When we take an eagle's eye view, we see there is a special museumness about museums or a librariness about libraries. They are:

• places of anchorage, which is why so often in a world that speeds ahead of us we see museums as refuges or places of reflection;

• places of connection, so enabling understanding of our pasts and possible futures;

• places of possibility, letting us scour the resources of the past and memories to stimulate us to twist them to the contemporary condition;

• places of inspiration, to remind us of the visions, ideals and aspirations we have made for ourselves and continue to make; and

And when these things come together we know more about ourselves, our surroundings, what things work or don't work and how things could be made better.

Arts and sciences, and the creativity of cities Most of the literature on creativity concerns the arts and sciences. The question is whether there is anything special about the categories of arts, such as singing, acting, writing, dancing, performing music and drawing, in relation to the development of the city. Equally, what is special about biology, chemistry, physics? Science and technology are immensely important. For example, our awareness of climate change, ecological balance, pollution and the ways to overcome these problems would not be possible without science.

Importantly a lively city needs both old arts and new arts. Juxtaposing the two creates dialogue, argument and at times even conflict. The negotiation as to what is significant is the process of making a dynamic culture. A static urban culture just focuses on what has been achieved in the past. This has happened to many beautiful places, like Florence, whose beauty has become a prison.

The arts help cities with their aesthetic focus and then challenge us to ask questions about ourselves as a city and our hopes, fears and prejudices. And arts create enjoyment.

Artists can be interpreters of reality, leaders and visionaries. Perhaps most of all it is the outside-the-box, lateral thinking and use of imagination present in the arts that is the most valuable thing they can offer other disciplines like planning, engineering and social services, especially if allied to other emphases, such as a focus on local distinctiveness.

On closer examination, most city strategies and plans that call themselves 'creative' are in fact only concerned with strengthening the arts and cultural fabric, important as these are. In addition they focus on fostering the creative industries, such as advertising, architecture, art, crafts, design, designer fashion, television, radio, film and video, interactive leisure software, music, the performing arts, publishing, and software creation.

This is fine as far as it goes. However, this is not what the 'creative city' agenda should be exclusively concerned with - it is merely an important aspect.
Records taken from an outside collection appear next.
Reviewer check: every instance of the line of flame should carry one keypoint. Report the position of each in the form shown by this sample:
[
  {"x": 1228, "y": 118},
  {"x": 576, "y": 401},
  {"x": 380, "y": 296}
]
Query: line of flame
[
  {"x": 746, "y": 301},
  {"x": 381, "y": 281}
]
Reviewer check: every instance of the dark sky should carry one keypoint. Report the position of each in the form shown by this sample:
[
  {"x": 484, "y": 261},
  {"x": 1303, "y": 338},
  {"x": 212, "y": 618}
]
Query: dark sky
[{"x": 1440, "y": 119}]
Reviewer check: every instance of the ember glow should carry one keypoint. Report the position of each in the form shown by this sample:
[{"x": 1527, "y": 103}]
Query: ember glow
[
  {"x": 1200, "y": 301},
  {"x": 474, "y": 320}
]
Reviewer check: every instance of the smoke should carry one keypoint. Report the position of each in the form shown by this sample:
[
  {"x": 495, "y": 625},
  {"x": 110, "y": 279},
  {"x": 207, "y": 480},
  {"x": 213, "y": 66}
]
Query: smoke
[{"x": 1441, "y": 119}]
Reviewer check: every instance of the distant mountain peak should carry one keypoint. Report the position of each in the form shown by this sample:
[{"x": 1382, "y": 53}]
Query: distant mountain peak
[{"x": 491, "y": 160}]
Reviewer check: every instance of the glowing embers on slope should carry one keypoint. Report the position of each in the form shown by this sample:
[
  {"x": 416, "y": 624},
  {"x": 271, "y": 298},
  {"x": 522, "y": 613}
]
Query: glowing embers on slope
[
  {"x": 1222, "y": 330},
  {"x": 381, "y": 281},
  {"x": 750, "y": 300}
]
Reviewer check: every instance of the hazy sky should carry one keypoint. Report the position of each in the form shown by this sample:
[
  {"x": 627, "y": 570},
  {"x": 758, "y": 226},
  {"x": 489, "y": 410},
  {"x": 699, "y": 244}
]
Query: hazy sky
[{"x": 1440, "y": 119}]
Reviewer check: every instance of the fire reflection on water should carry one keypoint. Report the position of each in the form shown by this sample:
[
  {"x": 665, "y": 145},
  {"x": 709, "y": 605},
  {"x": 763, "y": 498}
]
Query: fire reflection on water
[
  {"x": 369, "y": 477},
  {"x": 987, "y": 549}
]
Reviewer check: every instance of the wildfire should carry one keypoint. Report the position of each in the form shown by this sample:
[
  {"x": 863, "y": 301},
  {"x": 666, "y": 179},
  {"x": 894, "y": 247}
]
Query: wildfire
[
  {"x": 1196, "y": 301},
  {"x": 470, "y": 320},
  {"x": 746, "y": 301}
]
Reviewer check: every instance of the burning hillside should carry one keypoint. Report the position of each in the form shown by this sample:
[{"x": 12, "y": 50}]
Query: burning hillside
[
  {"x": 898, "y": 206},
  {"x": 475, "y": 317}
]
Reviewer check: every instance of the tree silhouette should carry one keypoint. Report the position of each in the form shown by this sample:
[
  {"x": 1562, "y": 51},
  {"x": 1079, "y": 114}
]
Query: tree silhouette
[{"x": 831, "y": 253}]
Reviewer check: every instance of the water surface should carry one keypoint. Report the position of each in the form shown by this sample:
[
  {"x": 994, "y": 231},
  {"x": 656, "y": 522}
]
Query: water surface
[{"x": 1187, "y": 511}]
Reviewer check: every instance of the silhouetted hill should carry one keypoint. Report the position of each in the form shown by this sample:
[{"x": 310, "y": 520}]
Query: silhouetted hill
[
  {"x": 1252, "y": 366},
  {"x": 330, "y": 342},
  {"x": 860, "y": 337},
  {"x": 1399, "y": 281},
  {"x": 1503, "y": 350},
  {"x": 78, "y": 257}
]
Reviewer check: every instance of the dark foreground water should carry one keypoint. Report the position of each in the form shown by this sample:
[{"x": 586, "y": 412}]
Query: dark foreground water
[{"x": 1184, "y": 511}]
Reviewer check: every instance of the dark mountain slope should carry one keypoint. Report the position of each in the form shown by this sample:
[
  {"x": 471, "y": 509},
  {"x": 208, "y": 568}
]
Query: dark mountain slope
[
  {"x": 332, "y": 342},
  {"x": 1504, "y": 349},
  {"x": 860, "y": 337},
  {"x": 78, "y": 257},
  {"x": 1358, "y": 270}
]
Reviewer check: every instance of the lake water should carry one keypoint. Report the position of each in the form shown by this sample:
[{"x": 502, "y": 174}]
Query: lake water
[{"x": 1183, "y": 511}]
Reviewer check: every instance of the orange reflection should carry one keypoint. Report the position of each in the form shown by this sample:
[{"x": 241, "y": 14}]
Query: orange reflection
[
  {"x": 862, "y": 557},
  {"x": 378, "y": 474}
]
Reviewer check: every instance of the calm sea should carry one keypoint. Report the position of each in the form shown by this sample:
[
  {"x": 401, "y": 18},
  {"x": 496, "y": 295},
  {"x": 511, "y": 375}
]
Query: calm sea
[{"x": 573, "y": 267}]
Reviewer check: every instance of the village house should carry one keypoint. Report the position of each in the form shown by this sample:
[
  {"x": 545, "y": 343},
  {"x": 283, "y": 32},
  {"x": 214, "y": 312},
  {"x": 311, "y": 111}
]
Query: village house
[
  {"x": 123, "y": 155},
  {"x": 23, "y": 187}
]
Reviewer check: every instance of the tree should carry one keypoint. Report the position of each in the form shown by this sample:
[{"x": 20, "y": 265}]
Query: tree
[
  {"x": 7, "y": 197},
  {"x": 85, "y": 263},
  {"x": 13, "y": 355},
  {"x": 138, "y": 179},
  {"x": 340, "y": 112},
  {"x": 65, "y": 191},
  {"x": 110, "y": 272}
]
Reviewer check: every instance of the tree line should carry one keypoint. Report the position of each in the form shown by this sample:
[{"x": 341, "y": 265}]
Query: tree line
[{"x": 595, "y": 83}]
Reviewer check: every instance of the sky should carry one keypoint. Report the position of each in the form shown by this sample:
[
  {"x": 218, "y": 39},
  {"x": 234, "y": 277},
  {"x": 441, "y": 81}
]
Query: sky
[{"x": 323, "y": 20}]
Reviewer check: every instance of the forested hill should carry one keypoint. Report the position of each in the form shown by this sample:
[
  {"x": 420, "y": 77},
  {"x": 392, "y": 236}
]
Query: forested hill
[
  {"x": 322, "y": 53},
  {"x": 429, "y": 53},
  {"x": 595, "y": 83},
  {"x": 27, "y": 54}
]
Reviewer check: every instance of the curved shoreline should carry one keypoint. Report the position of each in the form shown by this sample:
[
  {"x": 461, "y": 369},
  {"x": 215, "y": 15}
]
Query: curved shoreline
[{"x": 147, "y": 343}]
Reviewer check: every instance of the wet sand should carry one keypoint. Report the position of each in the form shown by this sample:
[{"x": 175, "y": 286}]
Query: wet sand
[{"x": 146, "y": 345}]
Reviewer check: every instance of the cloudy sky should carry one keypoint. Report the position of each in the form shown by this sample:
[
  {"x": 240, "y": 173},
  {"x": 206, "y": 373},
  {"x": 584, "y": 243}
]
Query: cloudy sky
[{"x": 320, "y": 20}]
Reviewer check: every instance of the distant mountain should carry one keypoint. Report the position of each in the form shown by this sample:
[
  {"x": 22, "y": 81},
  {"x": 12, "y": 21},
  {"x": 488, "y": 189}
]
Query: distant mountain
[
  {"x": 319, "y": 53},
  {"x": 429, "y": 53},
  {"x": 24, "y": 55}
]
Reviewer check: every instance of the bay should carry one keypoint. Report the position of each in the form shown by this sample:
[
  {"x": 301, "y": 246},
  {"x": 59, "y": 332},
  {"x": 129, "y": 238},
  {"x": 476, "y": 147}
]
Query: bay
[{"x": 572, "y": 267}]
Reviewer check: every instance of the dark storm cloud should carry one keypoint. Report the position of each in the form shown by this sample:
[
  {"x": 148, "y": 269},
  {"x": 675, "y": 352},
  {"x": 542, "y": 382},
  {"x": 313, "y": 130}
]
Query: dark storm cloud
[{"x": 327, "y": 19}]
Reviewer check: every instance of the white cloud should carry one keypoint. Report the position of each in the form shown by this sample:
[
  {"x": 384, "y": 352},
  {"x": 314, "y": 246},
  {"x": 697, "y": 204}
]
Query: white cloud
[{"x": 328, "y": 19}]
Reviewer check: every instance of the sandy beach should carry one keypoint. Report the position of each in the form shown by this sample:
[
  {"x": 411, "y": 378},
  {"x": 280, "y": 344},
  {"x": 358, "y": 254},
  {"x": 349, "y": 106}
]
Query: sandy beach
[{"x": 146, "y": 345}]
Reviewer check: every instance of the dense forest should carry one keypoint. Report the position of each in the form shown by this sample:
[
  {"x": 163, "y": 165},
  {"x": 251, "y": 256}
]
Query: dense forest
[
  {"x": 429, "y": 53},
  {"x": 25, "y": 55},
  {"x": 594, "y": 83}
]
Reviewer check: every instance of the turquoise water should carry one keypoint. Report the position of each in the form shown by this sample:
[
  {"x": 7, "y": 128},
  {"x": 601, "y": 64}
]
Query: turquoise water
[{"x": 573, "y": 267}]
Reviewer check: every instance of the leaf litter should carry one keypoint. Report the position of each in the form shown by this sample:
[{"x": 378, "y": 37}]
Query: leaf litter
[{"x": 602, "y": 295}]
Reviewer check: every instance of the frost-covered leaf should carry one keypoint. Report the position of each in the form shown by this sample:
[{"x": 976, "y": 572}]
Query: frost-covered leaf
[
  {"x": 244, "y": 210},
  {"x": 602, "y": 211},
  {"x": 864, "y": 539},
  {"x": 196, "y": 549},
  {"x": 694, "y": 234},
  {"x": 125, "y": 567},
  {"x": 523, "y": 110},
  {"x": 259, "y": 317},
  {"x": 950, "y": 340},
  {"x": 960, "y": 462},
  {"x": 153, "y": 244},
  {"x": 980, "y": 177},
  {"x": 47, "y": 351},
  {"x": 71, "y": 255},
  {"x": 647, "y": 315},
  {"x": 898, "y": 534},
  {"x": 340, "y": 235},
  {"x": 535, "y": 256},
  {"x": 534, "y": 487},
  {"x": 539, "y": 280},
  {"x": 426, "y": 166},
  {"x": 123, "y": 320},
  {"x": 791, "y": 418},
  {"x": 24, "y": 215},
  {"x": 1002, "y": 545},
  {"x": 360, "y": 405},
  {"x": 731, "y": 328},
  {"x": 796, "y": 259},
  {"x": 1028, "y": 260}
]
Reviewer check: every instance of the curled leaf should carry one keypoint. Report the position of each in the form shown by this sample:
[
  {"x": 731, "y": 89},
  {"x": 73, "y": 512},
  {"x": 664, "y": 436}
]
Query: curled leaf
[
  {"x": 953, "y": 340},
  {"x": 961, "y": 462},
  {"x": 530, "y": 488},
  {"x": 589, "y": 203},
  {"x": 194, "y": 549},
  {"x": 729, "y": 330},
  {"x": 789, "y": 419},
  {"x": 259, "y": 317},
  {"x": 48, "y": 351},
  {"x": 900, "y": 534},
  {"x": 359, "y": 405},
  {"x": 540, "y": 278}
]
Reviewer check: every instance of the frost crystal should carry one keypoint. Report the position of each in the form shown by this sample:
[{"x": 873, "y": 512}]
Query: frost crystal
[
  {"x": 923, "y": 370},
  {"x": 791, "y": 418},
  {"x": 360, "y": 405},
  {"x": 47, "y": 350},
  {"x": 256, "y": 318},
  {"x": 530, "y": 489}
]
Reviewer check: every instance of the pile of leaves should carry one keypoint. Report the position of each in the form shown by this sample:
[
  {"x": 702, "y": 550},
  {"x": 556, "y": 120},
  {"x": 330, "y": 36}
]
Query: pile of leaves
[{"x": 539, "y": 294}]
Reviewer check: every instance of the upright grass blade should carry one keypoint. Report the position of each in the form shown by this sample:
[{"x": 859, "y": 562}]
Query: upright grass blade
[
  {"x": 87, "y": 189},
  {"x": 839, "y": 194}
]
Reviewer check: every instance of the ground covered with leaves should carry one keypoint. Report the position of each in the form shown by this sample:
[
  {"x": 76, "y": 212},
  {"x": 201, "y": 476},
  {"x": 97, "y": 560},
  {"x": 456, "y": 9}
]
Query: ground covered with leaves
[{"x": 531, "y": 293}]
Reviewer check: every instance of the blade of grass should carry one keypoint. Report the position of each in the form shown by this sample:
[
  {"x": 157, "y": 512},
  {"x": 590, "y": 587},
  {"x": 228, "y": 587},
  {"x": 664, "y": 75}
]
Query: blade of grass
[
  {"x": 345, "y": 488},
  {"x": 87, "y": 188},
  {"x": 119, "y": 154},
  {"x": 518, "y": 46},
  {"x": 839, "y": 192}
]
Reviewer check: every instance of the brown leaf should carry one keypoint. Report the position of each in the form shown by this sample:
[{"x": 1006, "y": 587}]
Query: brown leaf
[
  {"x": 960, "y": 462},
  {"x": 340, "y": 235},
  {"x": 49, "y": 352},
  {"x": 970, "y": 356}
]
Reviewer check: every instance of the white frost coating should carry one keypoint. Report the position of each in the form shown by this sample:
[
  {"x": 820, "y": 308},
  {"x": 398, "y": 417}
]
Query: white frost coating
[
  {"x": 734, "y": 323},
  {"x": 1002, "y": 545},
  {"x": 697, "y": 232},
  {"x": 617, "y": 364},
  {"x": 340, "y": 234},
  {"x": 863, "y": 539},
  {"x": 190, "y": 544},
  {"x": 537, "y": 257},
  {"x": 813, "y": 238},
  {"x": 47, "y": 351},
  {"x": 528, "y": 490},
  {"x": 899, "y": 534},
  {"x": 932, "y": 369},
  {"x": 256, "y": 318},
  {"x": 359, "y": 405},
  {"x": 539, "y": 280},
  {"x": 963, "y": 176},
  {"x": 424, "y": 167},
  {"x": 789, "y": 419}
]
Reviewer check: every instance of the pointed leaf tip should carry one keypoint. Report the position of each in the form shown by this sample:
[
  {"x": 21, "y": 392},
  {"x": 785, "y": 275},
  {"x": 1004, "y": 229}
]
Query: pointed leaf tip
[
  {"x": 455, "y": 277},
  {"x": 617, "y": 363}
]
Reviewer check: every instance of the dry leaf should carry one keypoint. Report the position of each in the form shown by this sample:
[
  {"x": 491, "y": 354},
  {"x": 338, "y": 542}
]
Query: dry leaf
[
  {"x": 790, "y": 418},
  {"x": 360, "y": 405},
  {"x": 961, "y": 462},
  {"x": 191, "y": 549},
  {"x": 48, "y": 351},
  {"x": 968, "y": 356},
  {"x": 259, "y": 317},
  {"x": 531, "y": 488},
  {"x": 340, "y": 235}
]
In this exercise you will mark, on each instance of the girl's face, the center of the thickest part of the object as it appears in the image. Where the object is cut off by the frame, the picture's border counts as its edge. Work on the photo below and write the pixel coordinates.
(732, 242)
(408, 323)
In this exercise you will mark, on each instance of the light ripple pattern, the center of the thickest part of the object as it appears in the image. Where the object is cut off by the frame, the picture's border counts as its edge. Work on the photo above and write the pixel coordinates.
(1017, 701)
Indeed it would be great if artistic thinking fused itself into how traffic engineers, planners and others thought about their city. Clearly artistic creativity has its own special form, as has already been noted.

Creativity is legitimized in the arts and assumed to be a core attribute of what being an artist is about, and the artistic community has been astute in putting itself at the centre of that debate. Think of all the books on creativity. A large proportion over the last decades have focused on artistic creativity (and this includes much of what is covered within the creative industries) and neglect most other forms, such as social, public sector or bureaucratic creativity. There is also a wealth of work on business creativity. There is little work on the creativity of solving urban problems or urban development or on the creative approaches to thinking about science and technology.